Archaeoacoustics: The Archaeology of Sound

Conference held in Malta Feb. 1924, 2014

Click here to see the poster I presented at this conference.

Link to the paper I presented. Music and Neanderthals: An Alternative Point of View

Link to this conference's report: http://www.otsf.org/conference2014.htm

 

The science of archaeoacoustics includes a broad range of knowledge having to do with sound and ancient sites and artifacts.  Prehistoric music is included in this area of study. As a musician, I found this aspect of the subject to be of special interest.

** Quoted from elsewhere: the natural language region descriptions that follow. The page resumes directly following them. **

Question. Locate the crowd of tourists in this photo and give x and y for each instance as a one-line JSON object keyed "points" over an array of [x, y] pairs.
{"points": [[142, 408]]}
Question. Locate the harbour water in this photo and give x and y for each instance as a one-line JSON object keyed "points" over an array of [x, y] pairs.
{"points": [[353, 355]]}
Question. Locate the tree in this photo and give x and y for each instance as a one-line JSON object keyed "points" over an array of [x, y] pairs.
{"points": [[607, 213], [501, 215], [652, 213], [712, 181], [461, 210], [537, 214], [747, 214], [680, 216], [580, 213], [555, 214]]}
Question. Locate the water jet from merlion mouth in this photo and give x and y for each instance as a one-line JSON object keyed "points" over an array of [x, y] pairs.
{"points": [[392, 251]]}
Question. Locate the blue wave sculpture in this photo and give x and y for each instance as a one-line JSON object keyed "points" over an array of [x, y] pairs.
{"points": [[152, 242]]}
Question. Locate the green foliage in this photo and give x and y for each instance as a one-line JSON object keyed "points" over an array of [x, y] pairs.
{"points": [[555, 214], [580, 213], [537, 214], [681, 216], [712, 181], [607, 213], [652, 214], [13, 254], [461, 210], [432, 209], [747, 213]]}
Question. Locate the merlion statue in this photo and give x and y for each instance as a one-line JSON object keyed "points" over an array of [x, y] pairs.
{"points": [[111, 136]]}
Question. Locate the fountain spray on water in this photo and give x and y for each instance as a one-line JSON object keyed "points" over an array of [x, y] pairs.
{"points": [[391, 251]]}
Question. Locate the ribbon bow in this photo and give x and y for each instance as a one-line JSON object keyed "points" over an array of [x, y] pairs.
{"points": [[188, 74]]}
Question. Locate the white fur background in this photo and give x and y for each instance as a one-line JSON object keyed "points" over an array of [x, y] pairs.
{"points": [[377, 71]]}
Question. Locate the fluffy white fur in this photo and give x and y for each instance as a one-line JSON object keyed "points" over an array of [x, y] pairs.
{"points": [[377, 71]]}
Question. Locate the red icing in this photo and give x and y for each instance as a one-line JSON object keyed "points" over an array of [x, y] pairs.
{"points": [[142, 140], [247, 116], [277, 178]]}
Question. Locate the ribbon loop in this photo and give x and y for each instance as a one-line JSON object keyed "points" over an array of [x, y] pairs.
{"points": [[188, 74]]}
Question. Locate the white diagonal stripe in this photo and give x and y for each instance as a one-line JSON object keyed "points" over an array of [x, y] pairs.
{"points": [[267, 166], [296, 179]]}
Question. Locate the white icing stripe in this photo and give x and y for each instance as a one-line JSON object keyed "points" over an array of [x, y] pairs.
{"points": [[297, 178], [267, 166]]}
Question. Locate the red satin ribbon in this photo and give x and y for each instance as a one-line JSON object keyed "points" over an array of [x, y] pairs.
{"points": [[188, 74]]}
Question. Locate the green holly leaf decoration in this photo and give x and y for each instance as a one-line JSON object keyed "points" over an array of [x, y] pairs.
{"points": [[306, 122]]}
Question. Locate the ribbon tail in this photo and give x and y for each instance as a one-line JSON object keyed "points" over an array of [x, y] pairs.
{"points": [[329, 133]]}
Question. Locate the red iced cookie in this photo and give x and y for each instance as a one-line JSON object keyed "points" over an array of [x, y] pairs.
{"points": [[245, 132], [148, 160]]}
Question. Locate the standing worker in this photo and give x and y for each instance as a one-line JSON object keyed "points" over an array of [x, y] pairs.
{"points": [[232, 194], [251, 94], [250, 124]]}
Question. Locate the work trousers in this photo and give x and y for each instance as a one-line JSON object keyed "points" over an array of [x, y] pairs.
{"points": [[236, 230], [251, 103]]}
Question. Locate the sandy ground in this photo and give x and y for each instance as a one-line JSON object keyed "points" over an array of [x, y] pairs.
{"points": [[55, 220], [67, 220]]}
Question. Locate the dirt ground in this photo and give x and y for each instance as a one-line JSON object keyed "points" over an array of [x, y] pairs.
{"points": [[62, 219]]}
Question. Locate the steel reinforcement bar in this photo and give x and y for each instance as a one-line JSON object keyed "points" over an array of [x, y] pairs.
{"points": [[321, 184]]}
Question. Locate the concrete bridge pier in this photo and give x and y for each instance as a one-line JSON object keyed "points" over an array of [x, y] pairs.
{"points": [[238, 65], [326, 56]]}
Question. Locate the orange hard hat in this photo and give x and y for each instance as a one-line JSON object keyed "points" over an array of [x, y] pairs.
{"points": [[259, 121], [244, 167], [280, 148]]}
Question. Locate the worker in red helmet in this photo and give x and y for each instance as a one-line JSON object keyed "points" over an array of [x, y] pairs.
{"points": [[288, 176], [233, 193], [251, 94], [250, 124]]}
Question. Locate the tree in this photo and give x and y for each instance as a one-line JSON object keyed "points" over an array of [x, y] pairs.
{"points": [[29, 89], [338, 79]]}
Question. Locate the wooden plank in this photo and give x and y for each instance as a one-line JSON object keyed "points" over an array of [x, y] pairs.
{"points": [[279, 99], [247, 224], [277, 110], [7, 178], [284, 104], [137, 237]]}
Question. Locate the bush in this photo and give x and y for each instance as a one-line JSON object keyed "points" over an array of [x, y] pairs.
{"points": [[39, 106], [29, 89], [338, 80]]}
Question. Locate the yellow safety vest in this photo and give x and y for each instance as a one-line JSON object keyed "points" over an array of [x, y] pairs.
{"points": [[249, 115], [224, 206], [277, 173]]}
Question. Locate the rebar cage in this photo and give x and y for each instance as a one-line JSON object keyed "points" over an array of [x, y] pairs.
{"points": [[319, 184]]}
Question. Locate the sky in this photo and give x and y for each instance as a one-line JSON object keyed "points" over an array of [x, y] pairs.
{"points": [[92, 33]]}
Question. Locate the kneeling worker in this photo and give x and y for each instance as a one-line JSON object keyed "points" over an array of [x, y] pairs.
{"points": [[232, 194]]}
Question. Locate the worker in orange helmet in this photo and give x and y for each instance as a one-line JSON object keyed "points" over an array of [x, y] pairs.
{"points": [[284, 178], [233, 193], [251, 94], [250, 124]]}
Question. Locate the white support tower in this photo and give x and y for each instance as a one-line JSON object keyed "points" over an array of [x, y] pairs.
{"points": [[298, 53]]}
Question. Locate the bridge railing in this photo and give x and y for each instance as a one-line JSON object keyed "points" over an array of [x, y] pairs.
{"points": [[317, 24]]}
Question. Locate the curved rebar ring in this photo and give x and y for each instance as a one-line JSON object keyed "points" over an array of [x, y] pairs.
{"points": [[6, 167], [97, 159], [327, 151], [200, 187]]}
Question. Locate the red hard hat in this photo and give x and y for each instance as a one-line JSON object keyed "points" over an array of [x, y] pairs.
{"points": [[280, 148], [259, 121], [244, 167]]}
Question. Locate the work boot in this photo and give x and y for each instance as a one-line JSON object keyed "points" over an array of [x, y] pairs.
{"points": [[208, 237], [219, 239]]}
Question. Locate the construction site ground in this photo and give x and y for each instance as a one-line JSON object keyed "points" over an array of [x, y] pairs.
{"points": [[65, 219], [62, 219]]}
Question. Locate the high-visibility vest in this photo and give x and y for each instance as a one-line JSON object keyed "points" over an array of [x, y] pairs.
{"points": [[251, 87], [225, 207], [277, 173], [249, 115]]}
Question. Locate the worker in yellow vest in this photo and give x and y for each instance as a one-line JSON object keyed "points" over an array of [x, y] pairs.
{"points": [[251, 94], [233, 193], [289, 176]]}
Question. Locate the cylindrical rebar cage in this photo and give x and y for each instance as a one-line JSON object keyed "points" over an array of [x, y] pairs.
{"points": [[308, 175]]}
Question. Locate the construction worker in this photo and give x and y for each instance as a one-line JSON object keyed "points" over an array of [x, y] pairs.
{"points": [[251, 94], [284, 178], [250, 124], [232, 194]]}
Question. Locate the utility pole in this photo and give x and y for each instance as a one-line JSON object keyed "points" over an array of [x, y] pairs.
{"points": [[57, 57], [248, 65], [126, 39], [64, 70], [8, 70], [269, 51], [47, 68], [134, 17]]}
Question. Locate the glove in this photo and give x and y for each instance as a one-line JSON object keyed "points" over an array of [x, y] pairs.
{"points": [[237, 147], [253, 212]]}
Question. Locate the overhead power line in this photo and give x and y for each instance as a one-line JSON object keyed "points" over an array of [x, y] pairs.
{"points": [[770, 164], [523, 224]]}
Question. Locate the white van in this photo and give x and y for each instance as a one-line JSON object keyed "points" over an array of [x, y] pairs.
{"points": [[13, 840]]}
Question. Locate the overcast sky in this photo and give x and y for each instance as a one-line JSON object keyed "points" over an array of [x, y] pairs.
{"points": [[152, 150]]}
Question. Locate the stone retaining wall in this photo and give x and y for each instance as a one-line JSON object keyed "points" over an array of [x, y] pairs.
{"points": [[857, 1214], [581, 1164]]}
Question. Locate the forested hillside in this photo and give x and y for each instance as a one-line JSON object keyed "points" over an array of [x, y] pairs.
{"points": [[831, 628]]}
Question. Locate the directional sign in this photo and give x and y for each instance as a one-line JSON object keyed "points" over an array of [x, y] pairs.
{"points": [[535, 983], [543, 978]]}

If you are wondering what this all has to do with creationism, this would not be surprising, as archaeoacoustics is not a subject usually discussed by creationists. But in my studies of Neanderthals I had found that there was a lot of ambivalence in the secular scholars' attitude toward these ancient people. While forced to admit that Neanderthals were human, at the same time scientists have tried hard to claim that these people were primitive and far behind us advanced moderns in their abilities. One object that has attracted dissention is a Neanderthal bear bone flute excavated in a cave in Slovenia in 1995. Because it is obviously a flute (copies of it have been played by flute players), there would seem to be no room for claiming otherwise. However, those whose worldview keeps them from recognizing that Neanderthals could possibly have made and played an instrument like this have tried hard to discredit this bone piece as a flute. Their claims that animals could have gnawed the holes in a straight row are disproven by statisticians, as well as by tests on similar bear bone.

In my paper I show that if the literal, biblical view of history and humans is accepted, it is easy to believe that Neanderthals could have played the flute. It's all a matter of worldview.